For me, yesterday was a series of lovely moments wrapped up in nostalgia. That and a light sprinkling of July rain.
Celebrating the wedding of an old and dear friend, with other old and dear friends, we felt 16 again. Except one of us turned up with a baby and the other was the groom. Scandal.
If you’d have described this future day to our old selves, sat in the 6th Form common room, piled on those musty chairs, arguing over the pool table, we would have laughed at you. Marriage and children? Us? Well, not quite all of us yet. But I love to watch the families grow in the friends I knew then and hold very dear to me now. It is a strange, bittersweet pleasure to watch us growing up, getting older, becoming responsible adults.
People have proper jobs and their dreams change rather than fade. But if you catch them in the right light, with heads thrown back and laughter let loose, that 16-year old shadow self is still there. And causing mischief.
Perfect then, that today’s little bookworm happily indulges in the nostalgia of her Mum’s childhood. She loves the books her Mum read. She’s lucky enough to have those books to hold on to and carry with her. These little parcels of time, soaked in history, heavy with memory and love.
Poppy is 8 and great. Cheeky, fun, full of imagination and ingenuity. She asked if she should change out of her school uniform, but I’m so glad she didn’t. It fits the theme of her session so beautifully for me. Nostalgia. In all it’s rosy glow and heartwarming hue.
Like most kids aged 8, Poppy is full of energy and enterprise. We were sat chatting, she would be deep in thought, discussing important things (the things that matter to an 8 year old, like hairbands, favourite soft toys and socks that don’t stay up)…
…before she would leap up onto her bed, tell me to shut my eyes, whilst she got her newest creation ready to show me. It was Kermit in a handmade parachute of straws, card and string. Poppy also made something very inventive out of knickers and socks, but that only came out after my camera was packed away. Lesson to Mum: anything not tied down will be up-cycled into something new to play with.

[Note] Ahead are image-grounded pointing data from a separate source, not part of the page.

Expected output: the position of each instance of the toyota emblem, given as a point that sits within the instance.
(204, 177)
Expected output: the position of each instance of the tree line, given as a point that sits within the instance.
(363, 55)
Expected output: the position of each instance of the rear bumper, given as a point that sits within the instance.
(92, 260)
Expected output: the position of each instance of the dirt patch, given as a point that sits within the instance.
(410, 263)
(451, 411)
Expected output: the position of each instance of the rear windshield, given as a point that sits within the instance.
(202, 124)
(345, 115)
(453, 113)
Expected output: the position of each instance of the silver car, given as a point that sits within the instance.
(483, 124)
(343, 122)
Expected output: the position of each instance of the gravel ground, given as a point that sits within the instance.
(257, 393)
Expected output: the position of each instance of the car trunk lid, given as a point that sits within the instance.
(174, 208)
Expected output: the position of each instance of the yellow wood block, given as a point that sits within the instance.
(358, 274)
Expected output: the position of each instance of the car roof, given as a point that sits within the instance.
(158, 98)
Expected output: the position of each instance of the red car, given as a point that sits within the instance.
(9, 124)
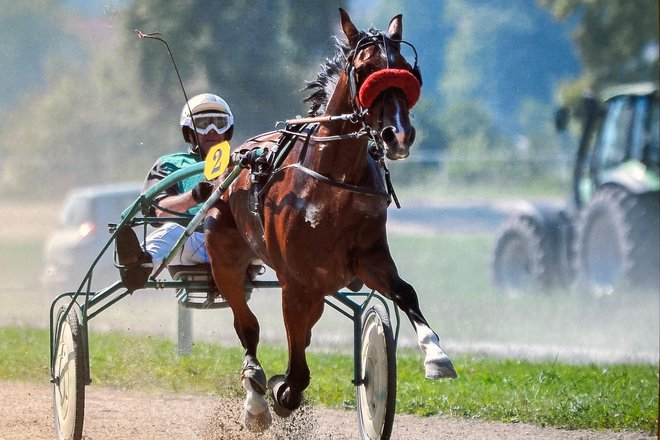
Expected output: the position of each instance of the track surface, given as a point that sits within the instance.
(25, 413)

She’s a real bookworm. Not just someone who loves to be read too and the time that gives her with an attentive parent. But she really LOVES books. To read, to stack, to flick through, to pore over. Poppy performed the Fairy rap for me from one book, before telling me what she HATED, and then showing me what she loved by cuddling it. Do you know many other girls who cuddle copies of Asterix? Me neither. I love that I recognised it as something my brother had we when were little. Great storytelling always trumps present-day fads.
But we did have to have words. Happy ones. About what “one favourite” meant. Which is, not your favourite pile of books, Poppy, but the one book you would have with you on a desert island.
And with admirable resilience to cutting down the shortlist, Poppy chose a collection in one volume.
Clever Poppy. Very clever.
But I’m not easily beaten, so I asked her to narrow it down even more. One. Single. Favourite. From the beautiful Illustrated Classics for Girls, Poppy picked Heidi as her very favourite story.
And then a moment of quiet. Time to read and soak up the familiar story.
But ask her one too many times to look up and she will reward you with the perfectly calibrated 8 year old stare.
So back to the book and I ask her, what’s her favourite part? And I’m struck by her answer. She loves the end of the story. The picture is lovely and the family feels complete. “Once I was sad and lonely” Heidi’s Grandfather says. But now he is full of happiness.
Poppy shows me the picture, where Heidi and her Grandfather stare out at the red-gold sunset, together. This is my favourite she says, because they’re not lonely anymore.
Poppy’s not a lonely kid, not at all. Her shelves are full of pictures of her and her friends, her family.
But what she has is a keen sense of empathy. Reading can bring that out in you I think – immersing yourself in the the life of someone else teaches you to understand and appreciate what you have, and be aware of the lack of it in others. She knows that what she has in abundance, not everyone does. It makes her happy when they find it in the end. Togetherness. The warm, safe feeling of a family that loves you, deeply and always.
We have a moment of reminiscing, of loving these gentle old stories, before things come to an abrupt end. I think I’ve spied a worm on the carpet. This is a moment of mutual hilarity and a little stupid fear on my part.
Poppy hops down from bed to investigate. My overactive imagination strikes again. She looks up to me and laughs. “Just a stupid bit of my banana. The stringy bit from the peel.” Ahem. Yes. Cough. Of course it is.
Then to finish our session, Poppy’s mum entrusts us with a a treasure of hers – a hardback copy of the classic, Enid Blyton’s “The Magic Faraway Tree.” Poppy has a perfectly placed book-light and she loves the quiet of reading to herself at night, so she wanted to create a picture that featured it. We closed the curtains, pretended the sun had set and switched the light on above her.
That is the look of a kid who knows the happy little joy of an extra few pages before bed.
I might be biased, but those snatched chapters are so often the best.